There are many ways to increase the range of problems that CAIA could solve. For instance, one can introduce continuous variables, or define unknowns with an infinite number of possible values. It would also be interesting to consider meta-problems, that can be convenient to CAIA when it is solving a problem, for instance to monitor the search for solutions. Meta-problems are particularly useful in a bootstrap; however, when I made my last choice, I was afraid that it was too early to include such meta-problems: I didn’t have enough experience for monitoring the search for a solution. For this reason, I chose to consider problems where the unknowns may have an infinite number of possible values.

Firstly, this allows to have a large number of problems, mainly in arithmetic. More importantly, this necessitates to find new methods, different from those used for solving constraint satisfaction problems. Indeed, for these problems, the combinatorial method always gives all the solutions; it may be practically unusable, especially when the problem is intractable. However, this is a starting point, which can be improved.

Naturally, when an unknown may have an infinite number of possible values, one can no longer use the combinatorial method. Other methods must be used, some of them similar to theorem proving. This does not prevent to develop a tree, for instance one can consider several possibilities for an unknown: x<0, x=0, and x>0, or also x is even and x is odd. For many problems, looking at all the possible values, even very cleverly, is not always the best method; CAIA is obliged to experiment with other approaches in this new domain.

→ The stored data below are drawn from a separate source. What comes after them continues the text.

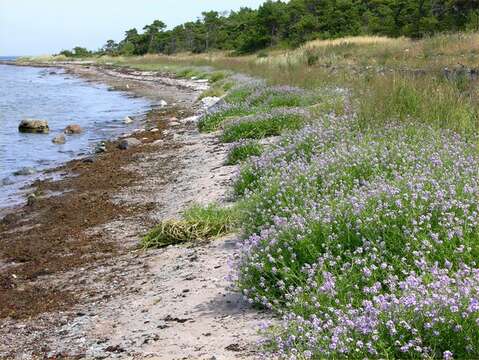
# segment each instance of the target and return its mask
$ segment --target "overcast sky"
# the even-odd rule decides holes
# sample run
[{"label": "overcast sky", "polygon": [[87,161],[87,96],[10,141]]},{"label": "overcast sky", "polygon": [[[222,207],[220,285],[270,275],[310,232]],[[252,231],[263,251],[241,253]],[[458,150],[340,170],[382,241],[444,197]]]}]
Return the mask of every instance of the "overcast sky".
[{"label": "overcast sky", "polygon": [[205,10],[257,8],[264,0],[0,0],[0,56],[100,48],[160,19],[169,27]]}]

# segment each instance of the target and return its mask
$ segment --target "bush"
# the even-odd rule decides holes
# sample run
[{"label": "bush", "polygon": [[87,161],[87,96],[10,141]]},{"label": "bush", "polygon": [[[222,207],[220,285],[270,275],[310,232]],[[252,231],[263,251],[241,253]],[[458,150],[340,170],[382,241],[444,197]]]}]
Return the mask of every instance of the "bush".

When the system stops, the result from these problems may be:

The proof that there is no solution: find two integers a and b such that 4a+3b²=34.

The discovery of all the solutions: find three integers a, b, et c, greater than a given integer k, such that the three remainders of the division of a.b by c, of b.c by a, and of c.a by b are all equal to k. For instance, if k=12, one solution is a=293892, b=1884, and c=156; in all, there are 792 solutions.

The discovery of one or several families describing an infinite number of solutions, which include all the possible solutions: find two integers a and b such that 4a+3b²=36 (any integer value for x, a=9-3x², b=2x).

There is a solution for every combination of the possible values of the unknowns: find n such that 2006 divides 2005^{n}-1887^{n}-1954^{n}+1836^{n} ; this constraint is true for any positive integer value of n.

No solution, or a finite, or an infinite number of solutions, have been found, but one has not proven that there is no other solution. This happens when one is stuck for at least one leaf of the tree.

For the combinatorial search in constraint satisfaction problems, sometimes one has not all the results because the resolution may require too much time, especially when the problem is intractable. Here, there is a new possibility: one does not see what could be done, all the known methods have been unsuccessfully used. In the tree, we have not only as value for the leaves: solution, or contradiction, or not enough time, but also: one does not know what to do.

When a system results from a bootstrap, too often it does not find some solutions, although it believes that it has completed its task. When CAIA finds a solution, it is always correct; however, as the search is not as systematic as when the set of possible values are finite, sometimes it erroneously concludes that there is a contradiction, or it wrongly eliminates a possible value for an unknown. When a system builds itself its method for finding solutions, a misguided modification in the knowledge that creates these methods can improve its performances in some situations, but may introduce particularly vicious mistakes in parts that led before to excellent results. I have experimented with systems where I gave knowledge, and with others where I also gave meta-knowledge creating knowledge. Undeniably, developing the second approach is tremendously more difficult. One reason is that, if AI systems are brittle, systems that result from a bootstrap are much more brittle. In another post, we have seen the problems coming from meta-bugs.

Naturally, to proceed further, it is necessary to introduce new kinds of problems, until it can solve any problem. As of now, I do not want to consider other families of basic problems, such as games or various mathematical theories. I prefer to add families of meta-problems that will be useful at the meta level, where one has to build new methods for solving problems, or to monitor efficiently the search for solutions. It is much more necessary for quickly moving forward in this bootstrap, and particularly to have a less brittle system: experience has shown that, when CAIA does something for me, it does it better than myself.